148. Troisièmement, l’article 18 TFUE ne pourrait servir que de remède subsidiaire, limité à des situations dans lesquelles le droit national n’assure pas une protection adéquate des droits fondamentaux. C’est depuis longtemps que le droit de l’Union européenne confère une protection qui est subsidiaire par nature. Ainsi les principes d’effectivité (114) et d’équivalence (115), le droit à la protection juridictionnelle effective (116) et le principe de la responsabilité de l’État pour violation du droit de l’Union européenne (117) sont tous des instruments qui ne jouent un rôle que lorsque les règles nationales s’avèrent inadéquates. Cette dernière condition contribue à maintenir un équilibre approprié entre l’autonomie des États membres et l’«effet utile» du droit de l’Union européenne (118). Elle fait en sorte que la protection subsidiaire assurée par le droit de l’Union européenne complète le droit national plutôt que de s’appliquer sans tenir aucun compte de ce dernier. Il appartiendrait à la juridiction nationale de déterminer a) si une protection était disponible en droit national et b), pour le cas où cette protection était en principe disponible, si elle était (ou non) au moins équivalente à celle disponible au titre du droit de l’Union européenne.
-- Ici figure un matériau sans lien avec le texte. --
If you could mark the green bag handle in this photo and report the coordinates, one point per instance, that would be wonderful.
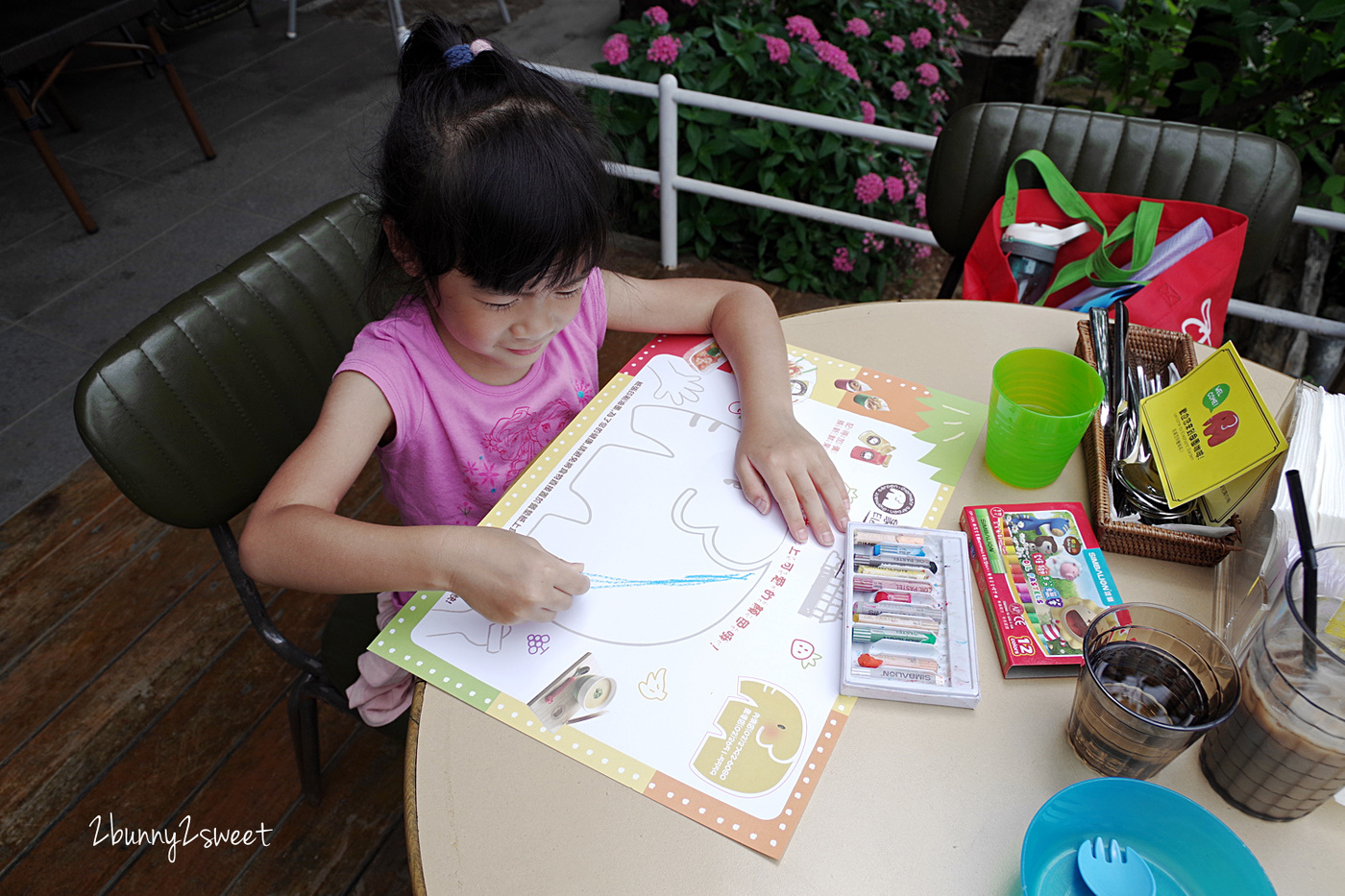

149. Lors de l’audience, le conseil de M. Ruiz Zambrano a indiqué que le Conseil d’État et la Cour constitutionnelle de Belgique s’étaient récemment prononcés sur la discrimination à rebours dont était victime un ressortissant d’un État tiers se trouvant dans une situation comparable à celle de son client (119). C’est, bien sûr, exclusivement à la juridiction nationale qu’il appartient de vérifier si, en l’espèce, M. Ruiz Zambrano peut tirer la protection nécessaire du droit national sans recourir à l’article 18 TFUE. Dans le cadre de ma proposition, la juridiction nationale demeurerait chargée d’appliquer les trois critères cumulatifs que je suggère et de permettre d’invoquer le droit de l’Union européenne pour éviter une discrimination à rebours uniquement lorsqu’il est satisfait à ces critères.
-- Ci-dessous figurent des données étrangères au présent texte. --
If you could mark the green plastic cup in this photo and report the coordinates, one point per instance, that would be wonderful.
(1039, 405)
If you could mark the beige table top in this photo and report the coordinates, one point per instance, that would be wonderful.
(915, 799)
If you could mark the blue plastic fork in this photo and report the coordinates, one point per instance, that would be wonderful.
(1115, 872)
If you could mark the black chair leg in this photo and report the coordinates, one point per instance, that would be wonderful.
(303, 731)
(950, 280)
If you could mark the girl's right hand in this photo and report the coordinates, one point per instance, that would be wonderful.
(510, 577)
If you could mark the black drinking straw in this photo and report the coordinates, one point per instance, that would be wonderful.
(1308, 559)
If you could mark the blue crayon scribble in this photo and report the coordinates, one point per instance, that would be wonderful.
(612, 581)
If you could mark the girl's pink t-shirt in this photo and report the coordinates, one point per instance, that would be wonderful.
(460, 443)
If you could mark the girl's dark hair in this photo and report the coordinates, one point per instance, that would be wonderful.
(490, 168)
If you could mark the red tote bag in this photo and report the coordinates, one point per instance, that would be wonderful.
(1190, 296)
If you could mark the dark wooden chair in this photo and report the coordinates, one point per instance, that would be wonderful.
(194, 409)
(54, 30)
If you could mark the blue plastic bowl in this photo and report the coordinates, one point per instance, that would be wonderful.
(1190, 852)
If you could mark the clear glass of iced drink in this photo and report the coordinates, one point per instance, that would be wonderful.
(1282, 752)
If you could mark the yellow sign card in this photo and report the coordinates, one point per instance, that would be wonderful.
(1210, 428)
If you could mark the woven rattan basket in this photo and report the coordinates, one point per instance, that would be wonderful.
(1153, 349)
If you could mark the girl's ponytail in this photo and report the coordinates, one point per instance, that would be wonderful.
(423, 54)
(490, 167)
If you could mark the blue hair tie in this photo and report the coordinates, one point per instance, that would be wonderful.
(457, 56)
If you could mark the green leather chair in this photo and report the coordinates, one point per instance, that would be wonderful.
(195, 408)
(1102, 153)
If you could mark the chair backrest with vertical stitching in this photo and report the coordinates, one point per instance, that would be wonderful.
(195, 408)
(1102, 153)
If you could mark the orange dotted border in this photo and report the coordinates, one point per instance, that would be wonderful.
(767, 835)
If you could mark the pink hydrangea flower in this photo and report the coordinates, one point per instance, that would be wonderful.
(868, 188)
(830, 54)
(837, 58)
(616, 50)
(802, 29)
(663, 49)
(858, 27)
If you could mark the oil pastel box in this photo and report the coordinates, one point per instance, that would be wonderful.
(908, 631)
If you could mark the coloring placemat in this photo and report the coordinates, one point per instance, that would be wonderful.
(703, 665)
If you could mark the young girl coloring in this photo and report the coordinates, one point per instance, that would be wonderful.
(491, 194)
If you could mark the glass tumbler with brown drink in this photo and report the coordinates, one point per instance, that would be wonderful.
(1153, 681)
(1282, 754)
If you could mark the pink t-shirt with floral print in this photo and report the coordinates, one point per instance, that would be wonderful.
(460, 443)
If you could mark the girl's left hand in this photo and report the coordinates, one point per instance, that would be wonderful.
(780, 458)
150. Je suggère donc de répondre à la deuxième question que l’article 18 TFUE doit être interprété en ce sens qu’il interdit la discrimination à rebours, causée par l’interaction de l’article 21 TFUE avec le droit national, qui implique une violation d’un droit fondamental protégé par le droit de l’Union européenne, lorsqu’une protection au moins équivalente n’est pas disponible en droit national.

 Troisième question – Droits fondamentaux

151. Si la Cour considère qu’il convient de faire, à la fois à la première et à la deuxième question (telles que formulées ci‑dessus), une réponse qui ne va pas dans le sens souhaité par M. Ruiz Zambrano, il devient nécessaire d’aborder la troisième question. Peut‑il invoquer le droit fondamental à la vie familiale, consacré par le droit de l’Union européenne, indépendamment de toute autre disposition de celui‑ci?
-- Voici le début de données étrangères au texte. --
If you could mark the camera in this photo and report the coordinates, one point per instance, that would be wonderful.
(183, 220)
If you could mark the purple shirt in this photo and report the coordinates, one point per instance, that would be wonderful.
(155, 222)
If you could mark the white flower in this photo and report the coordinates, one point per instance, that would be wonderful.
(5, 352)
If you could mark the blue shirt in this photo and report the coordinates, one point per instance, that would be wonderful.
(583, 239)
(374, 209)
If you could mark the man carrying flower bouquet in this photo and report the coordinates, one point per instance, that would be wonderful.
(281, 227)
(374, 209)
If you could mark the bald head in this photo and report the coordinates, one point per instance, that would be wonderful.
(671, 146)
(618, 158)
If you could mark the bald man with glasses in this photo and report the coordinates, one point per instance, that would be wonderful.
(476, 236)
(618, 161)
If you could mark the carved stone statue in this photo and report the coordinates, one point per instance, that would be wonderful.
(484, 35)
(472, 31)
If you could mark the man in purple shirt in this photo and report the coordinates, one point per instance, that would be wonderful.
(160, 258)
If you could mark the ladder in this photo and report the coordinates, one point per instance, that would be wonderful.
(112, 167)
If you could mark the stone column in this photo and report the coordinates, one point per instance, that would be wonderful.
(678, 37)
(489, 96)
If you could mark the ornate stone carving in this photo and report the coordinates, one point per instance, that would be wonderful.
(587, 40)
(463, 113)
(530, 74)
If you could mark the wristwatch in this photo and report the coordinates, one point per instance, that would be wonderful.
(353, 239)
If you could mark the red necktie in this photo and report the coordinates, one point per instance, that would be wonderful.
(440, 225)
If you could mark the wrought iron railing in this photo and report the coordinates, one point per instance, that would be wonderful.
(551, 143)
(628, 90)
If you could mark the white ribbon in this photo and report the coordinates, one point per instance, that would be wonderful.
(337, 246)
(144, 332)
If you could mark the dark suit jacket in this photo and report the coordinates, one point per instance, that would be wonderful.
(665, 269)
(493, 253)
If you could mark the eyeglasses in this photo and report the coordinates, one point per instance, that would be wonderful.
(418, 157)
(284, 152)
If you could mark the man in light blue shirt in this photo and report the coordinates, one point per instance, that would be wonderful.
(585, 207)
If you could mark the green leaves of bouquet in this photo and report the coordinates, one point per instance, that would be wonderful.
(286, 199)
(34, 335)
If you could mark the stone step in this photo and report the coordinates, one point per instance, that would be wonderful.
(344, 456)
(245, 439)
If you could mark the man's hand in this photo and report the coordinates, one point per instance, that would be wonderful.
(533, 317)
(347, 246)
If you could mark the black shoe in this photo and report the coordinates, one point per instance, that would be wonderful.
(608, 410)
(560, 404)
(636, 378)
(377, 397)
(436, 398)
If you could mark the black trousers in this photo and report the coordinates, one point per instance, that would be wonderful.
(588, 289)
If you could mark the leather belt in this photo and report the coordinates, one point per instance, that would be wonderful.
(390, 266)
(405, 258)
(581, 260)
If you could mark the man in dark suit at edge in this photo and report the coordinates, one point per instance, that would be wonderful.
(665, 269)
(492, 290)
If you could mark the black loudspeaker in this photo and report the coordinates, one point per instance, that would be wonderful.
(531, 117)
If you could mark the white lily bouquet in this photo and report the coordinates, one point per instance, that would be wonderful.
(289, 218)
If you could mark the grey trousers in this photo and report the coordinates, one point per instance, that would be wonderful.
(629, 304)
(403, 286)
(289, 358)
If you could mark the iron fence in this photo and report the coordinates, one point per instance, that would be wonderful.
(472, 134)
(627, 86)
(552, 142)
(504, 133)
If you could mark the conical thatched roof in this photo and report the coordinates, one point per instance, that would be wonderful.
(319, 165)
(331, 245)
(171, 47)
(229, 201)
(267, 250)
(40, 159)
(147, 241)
152. Cela soulève une très importante question de principe: quel est le champ d’application des droits fondamentaux au regard du droit de l’Union européenne? Peuvent‑ils être invoqués en tant que droits autonomes à l’encontre d’un État membre? Ou doit‑il exister quelque autre lien avec le droit de l’Union européenne? Il est superflu de s’étendre sur l’importance potentielle de la réponse à cette question.

153. C’est la Cour elle‑même, évidemment, qui a reconnu très tôt les principes fondamentaux du droit et les droits fondamentaux au sein de l’ordre juridique de l’Union européenne (120). En 1992, les fruits de cette jurisprudence ont été incorporés au traité sur l’Union européenne, qui a imposé (article 6 TUE) à l’Union de respecter les droits fondamentaux.

154. Au cours des années suivantes, l’Union européenne a renforcé sa politique en matière de droits fondamentaux en instituant (par exemple) une Agence des droits fondamentaux (121), en créant, au sein de la Commission, un portefeuille autonome pour les droits fondamentaux (122), en soutenant des projets humanitaires à travers le monde (123) et en incorporant au droit primaire la charte des droits fondamentaux de l’Union européenne, qui a été proclamée pour la première fois en 2000 et qui était initialement un texte non contraignant (124). Les droits fondamentaux sont ainsi devenus un élément essentiel du développement de l’Union en tant que processus d’intégration économique, juridique et sociale, visant à assurer la paix et la prospérité à tous ses citoyens.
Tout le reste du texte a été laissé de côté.